Teams will change ends at the start of overtime.
Full playing strength will be 4-on-4 until the first whistle following three minutes of play (4:00 remaining), at which time full strength will be reduced to 3-on-3 for the duration of the overtime period.
If the game is still tied following overtime, a winner will be determined by a three-player shootout.
What it did
Here’s where we stand. Creating a break as close to 100 games as possible into this season and last season, we can get a picture, at least an early picture, of what kind of a difference that change is making.
Through the first 96 games of the 2013-14 season (every game from opening night through October 25) 65 games ended in regulation, 11 in overtime — eight at 4-on-4 and three at 4-on-3 during a power play, and 20 went to a shootout.

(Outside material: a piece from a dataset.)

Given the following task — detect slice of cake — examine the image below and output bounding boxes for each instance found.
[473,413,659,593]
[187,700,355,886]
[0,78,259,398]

Through the first 99 games of the 2014-15 season with the new rules changes (every game from opening night through October 26) 77 have ended in regulation (an increase that has nothing to do with the overtime rule changes), six ended during 4-on-4 overtime, two during 4-on-3 overtime, ten during 3-on-3 overtime, and four during a shootout.
So, 22% of games this season have gone beyond three periods while 32.3% of games went beyond regulation last season. That’s an increase that has nothing to do with what we’re talking about, but is a notable shift that may be due to the small sample size. I think we’ll see that gap disappear as the season moves along.
What we can note though is that 64.5% of overtime games last season ended in a shootout. Whereas only 18.1% of overtime games have ended in a shootout this season. Overall that means only 4.03% of games have gone to a shootout this season, while 20.83% went last year.
There are a lot of factors involved and it seems obvious that giving more time in any format to overtime will result in more games being won before the shootout, but the numbers are so drastically different that it’s clear that these changes are working and having a large effect.
We’ll keep tabs on whether this trend continues, but if the results are this drastic and they’re only adding two minutes to the game, it may be worth exploring at the NHL level. Two minutes wouldn’t drastically change broadcasts and may even result in average game time being shorter. (Shootouts can be slow and the 3-on-3 would start while there is currently a 4-on-4 situation under the current rules.) A rule change at the NHL level would give teams like the Devils a more accurate representation in the standings and may increase playoff competition, by not blocking out better teams who fail at skills competitions. It’d mean more points being distributed through playing hockey instead of every 12-year-old’s favorite part of pee-wee practice.